Severe COVID-19 is characterized by a cytokine storm and exaggerated immune response. It is unclear if HIV and/or antiretroviral therapy (ART) predisposes or protects individuals from SARS-CoV-2. No patients with HIV on ART contracted the original SARS virus, potentially because ART mitigated the inflammatory response (7). Our patient, although adherent to ART and with a normal CD4 count before admission, was not spared from SARS-CoV-2.

Although documented in prior case reports, pneumothorax in COVID-19 is rare. Our patient had no known history of prior pneumothorax or Pneumocystis pneumonia, which predisposed to pneumothorax (8). Round cystic changes favored to represent pneumatoceles are not uncommon findings in SARS-CoV-2 (9).

Follow-Up

The patient was seen in the clinic 2 weeks after discharge.
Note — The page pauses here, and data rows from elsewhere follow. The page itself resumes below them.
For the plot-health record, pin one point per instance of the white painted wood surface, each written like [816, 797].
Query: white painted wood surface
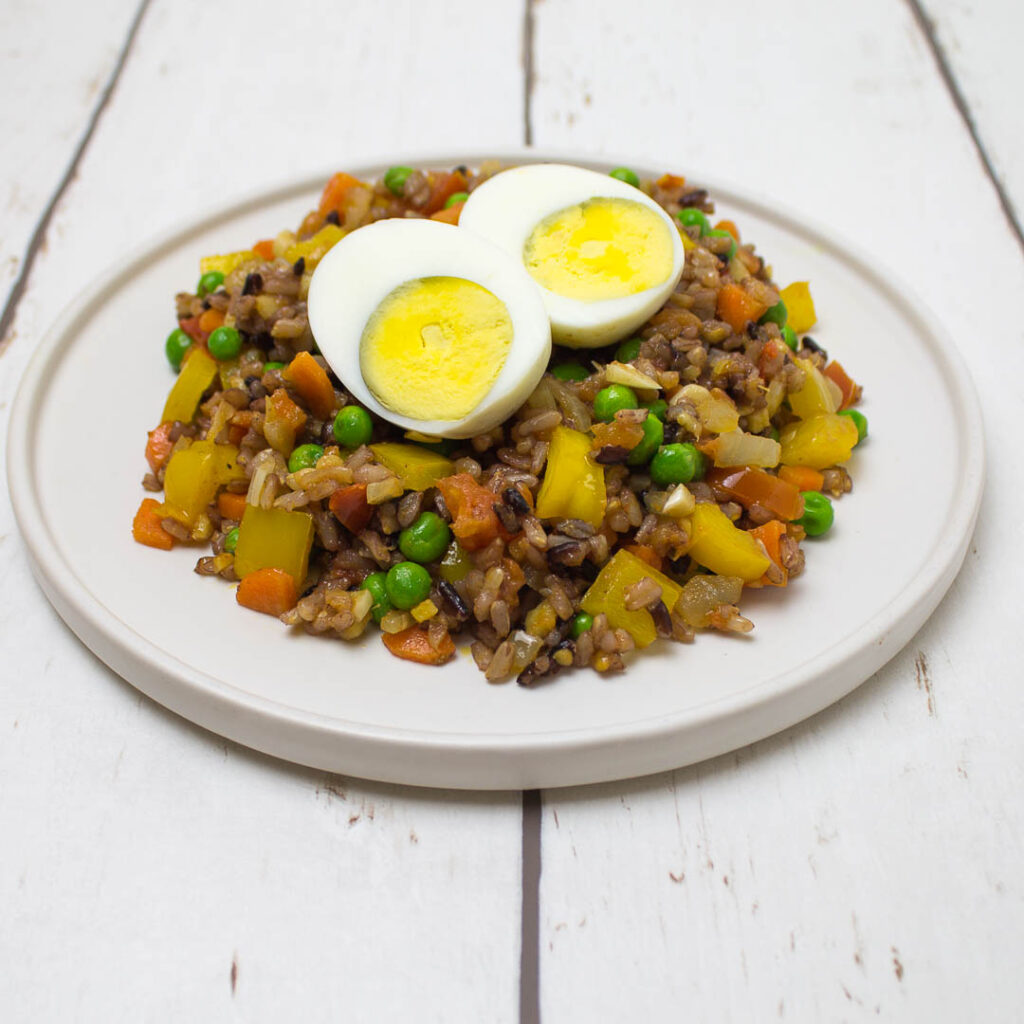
[44, 66]
[863, 864]
[147, 869]
[866, 863]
He remained fatigued but was slowly regaining strength, and oxygen saturation on room air had returned to his baseline at rest, although with desaturation with activity.

Conclusions

We describe the first case of severe COVID-19 an adult single-ventricle patient post–Fontan palliation. His course was complicated by pneumohemothorax and comorbidity of HIV. Treatment with HFNC (and avoidance of mechanical ventilation), nitric oxide, and chest tube placement, along with remdesivir, steroids, and convalescent plasma, allowed the patient to recover to hospital discharge.

Funding Support and Author Disclosures

The authors have reported that they have no relationships relevant to the contents of this paper to disclose.